Мимо пронеслась Эльза с раскаленным утюгом, потом Анхен с охапкой постельного белья. Фрау Роза распоряжалась и рылась в шкафах. Когда они принялись за то белье, что чистое и выглаженное уже лежало на полке, Мамонов подумал, что и в самом деле сходит с ума. Дружок спрятался в туалете, и даже Как-ее-там затихла и слилась с диванной подушкой. По дому метались три фурии. Воспользовавшись тем, что на него не обращают внимания, Сила Игнатьевич поманил на кухню тестя.
— Выпьем? — заговорщицки подмигнул он. Авось папаша раскрутит дочку на коньяк. — За встречу? А?
— Непьющий. — Херр Валентин потупился.
— Как? Совсем? — испугался Мамонов.
Тесть деликатно молчал. На Силу Игнатьевича навалилась тоска. Черт его вчера дернул позвонить теще! Пить надо меньше! Если бы не коньяк…
Позвонил Киселев. Спросил, как дела. И когда похороны. Мамонов покосился на тестя и тихо, чтобы не слышали фурии, сказал:
— Отменяются. Похоже, у меня опять… того… В общем, сегодня не ждите.
— А что такое?
— Теща приехала. И золовка. Словом, все. Все семейство.
— Может, их надо развлекать? Так я приеду.
— Они сами кого хочешь развлекут! — разозлился Мамонов.

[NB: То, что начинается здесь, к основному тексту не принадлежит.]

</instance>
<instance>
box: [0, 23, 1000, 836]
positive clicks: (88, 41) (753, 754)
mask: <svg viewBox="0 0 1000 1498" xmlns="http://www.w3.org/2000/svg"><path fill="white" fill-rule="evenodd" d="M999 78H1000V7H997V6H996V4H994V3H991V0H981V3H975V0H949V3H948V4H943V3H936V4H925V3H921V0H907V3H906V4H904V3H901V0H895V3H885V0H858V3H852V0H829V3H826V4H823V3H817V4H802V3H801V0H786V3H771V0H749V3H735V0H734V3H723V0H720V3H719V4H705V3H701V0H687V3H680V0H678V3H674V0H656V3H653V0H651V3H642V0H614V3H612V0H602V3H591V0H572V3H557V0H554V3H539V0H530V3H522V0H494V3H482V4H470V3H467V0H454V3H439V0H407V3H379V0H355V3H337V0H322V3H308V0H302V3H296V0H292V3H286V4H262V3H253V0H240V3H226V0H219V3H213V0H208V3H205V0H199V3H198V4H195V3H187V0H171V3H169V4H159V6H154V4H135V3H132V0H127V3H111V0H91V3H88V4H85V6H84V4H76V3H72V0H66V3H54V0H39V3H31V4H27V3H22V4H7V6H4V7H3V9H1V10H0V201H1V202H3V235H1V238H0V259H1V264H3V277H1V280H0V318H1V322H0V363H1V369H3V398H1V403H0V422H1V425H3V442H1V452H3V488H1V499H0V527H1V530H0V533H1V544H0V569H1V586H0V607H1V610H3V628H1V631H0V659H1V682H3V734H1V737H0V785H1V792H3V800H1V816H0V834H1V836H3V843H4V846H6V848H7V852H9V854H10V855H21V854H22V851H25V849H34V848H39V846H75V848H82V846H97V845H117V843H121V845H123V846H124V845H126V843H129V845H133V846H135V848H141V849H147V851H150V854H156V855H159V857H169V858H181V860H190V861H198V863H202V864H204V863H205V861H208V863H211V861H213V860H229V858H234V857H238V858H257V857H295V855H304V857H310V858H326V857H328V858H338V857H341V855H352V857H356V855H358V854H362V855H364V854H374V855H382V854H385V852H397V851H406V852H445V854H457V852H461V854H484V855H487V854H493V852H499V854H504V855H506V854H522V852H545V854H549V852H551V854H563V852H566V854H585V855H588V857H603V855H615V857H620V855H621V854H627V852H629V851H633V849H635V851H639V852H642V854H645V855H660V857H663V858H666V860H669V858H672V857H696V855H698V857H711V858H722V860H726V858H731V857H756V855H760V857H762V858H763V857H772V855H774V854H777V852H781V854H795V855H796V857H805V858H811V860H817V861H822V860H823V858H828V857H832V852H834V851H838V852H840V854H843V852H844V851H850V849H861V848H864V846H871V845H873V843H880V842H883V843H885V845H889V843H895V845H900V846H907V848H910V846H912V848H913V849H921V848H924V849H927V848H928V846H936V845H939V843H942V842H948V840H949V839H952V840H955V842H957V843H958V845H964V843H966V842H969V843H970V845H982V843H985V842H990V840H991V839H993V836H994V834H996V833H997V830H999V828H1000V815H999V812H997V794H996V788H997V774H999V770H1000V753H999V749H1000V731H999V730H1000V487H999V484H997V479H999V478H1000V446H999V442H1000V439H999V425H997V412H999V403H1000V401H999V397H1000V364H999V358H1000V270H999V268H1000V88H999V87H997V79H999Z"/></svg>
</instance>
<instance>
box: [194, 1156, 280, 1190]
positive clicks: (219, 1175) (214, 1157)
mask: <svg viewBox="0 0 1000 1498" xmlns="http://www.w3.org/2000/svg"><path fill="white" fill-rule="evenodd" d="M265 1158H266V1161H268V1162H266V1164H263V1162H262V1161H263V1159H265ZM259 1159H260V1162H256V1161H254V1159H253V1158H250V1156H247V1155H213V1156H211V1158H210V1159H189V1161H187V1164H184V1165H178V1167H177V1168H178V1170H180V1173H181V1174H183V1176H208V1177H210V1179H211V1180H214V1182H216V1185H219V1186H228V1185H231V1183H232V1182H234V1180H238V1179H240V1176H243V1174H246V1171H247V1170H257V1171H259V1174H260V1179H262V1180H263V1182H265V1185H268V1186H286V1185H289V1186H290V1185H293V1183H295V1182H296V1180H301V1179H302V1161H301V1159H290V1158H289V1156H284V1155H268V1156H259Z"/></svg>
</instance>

Херр Валентин сочувственно смотрел на него умными карими глазами.
— Если что — звоните, — сказал управляющий.
— Ты уж сам там как-нибудь. Рули, одним словом.
— Справлюсь, Сила Игнатьевич. Выздоравливайте.
В кухню влетела раскрасневшаяся и запыхавшаяся Эльза.
— Папа, Тату! Хотите чаю? Я сейчас приготовлю завтрак! Ой! Уже обед!
— Занимайся своими делами, дочка, — деликатно кашлянул херр Валентин. — Мы как-нибудь сами.
— Но я хочу есть! — запротестовал Мамонов. -И я не умею готовить! Для того и нужна жена!
— Тогда нечего всем говорить, что ее зарезали! -надулась Эльза.
— Вава, прости меня.
— Нет уж, Тату! Прощением ты не отделаешься!
Сила Игнатьевич испугался. Какая кара его ждет? Готов на все, лишь бы вернуться к прежней мирной жизни. Как же он был счастлив! И суток не прошло. И не ценил этого. Теперь дом полон народу, лают собаки, кричат женщины. Вновь позвонили в дверь. Мамонов уже ничему не удивлялся. Пришли врачи. Его уложили в постель, осматривали, ощупывали, пугали. Приговор был единодушным: надо бросать пить!
Он лежал, мечтая только об одном. О тишине и покое. И чтобы все они замолчали. И ушли. У его кровати толпился народ. Двое врачей, жена, теща, золовка, которая везде совала свой нос. Как-ее-там, почувствовав слабину главного своего врага, воспользовалась моментом и проникла в спальню. Разлеглась у него в ногах, смотрела нагло: ну и что ты мне сделаешь? Дружок тоже пришел — поддержать. Сел на пол, по левую руку, а когда хозяин свесил ее с постели, лизнул.